Kurs tej pary walutowej w dalszym ciągu znajduje się w trakcie korekty spadkowej, zniżkując już o blisko 5,5% od szczytu ustanowionego w drugiej połowie października. Jednak póki co jest to w dalszym ciągu korekta rozpoczętej w marcu fali wzrostowej, a o ewentualnym odwróceniu trendu będzie można mówić dopiero po przełamaniu poziomu 1,4150, będącego 38,2-procentowym zniesieniem Fibonacciego. Z danych makro, jakie dziś poznaliśmy warto wspomnieć o odczycie wielkości inflacji PPI z Niemiec, która wyniosła w listopadzie -5,9% r/r, przy oczekiwaniach na poziomie -6,2% r/r. Z kolei wielkość indeksu niemieckiego instytutu Ifo wyniosła w grudniu 94,7 pkt i praktycznie była zgodna z oczekiwaniami. Publikacje te nie wpłynęły istotnie na notowania eurodolara, który w dalszym ciągu kontynuował ruch spadkowy.

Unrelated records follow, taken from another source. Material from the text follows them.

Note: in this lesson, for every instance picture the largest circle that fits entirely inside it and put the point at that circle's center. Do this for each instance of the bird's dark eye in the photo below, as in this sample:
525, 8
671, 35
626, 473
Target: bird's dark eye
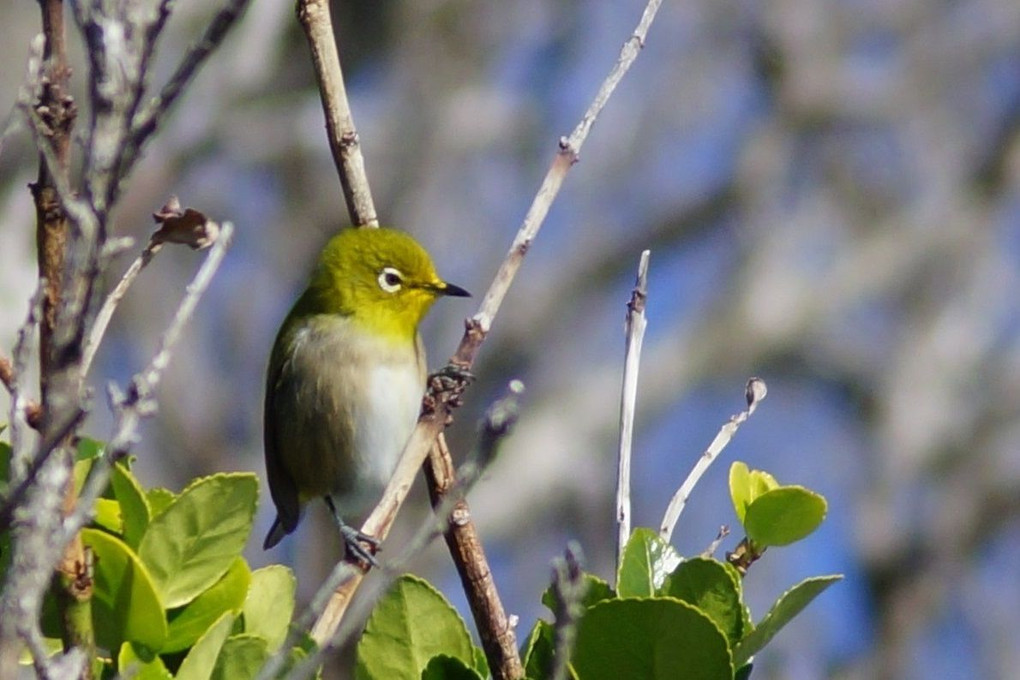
390, 279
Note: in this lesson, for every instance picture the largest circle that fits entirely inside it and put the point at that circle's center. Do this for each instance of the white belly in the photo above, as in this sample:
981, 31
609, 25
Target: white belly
392, 408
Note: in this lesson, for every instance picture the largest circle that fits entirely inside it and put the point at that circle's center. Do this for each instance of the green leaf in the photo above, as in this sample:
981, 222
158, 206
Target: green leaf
241, 658
647, 561
537, 655
141, 667
192, 543
783, 515
269, 604
201, 661
135, 511
746, 485
596, 590
125, 607
227, 594
650, 638
5, 453
443, 667
789, 605
108, 515
480, 664
159, 500
89, 449
708, 585
412, 623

Na krajowym rynku walutowym obserwować można było dalszą deprecjację złotego. Kurs EUR/PLN oraz USD/PLN na zakończenie sesji w Europie doszły w okolice poziomów odpowiednio: 4,2050 oraz 2,9400. Złoty pomimo napływu w ostatnim czasie pozytywnych danych z polskiej gospodarki, m.in.: dynamiki produkcji przemysłowej, pozostaje słaby. Spadek wartości PLN wynika przede wszystkim z sytuacji na rynkach zagranicznych i dopóki będziemy obserwować zniżkę notowań eurodolara, spodziewać można się także dalszego osłabienia krajowej waluty.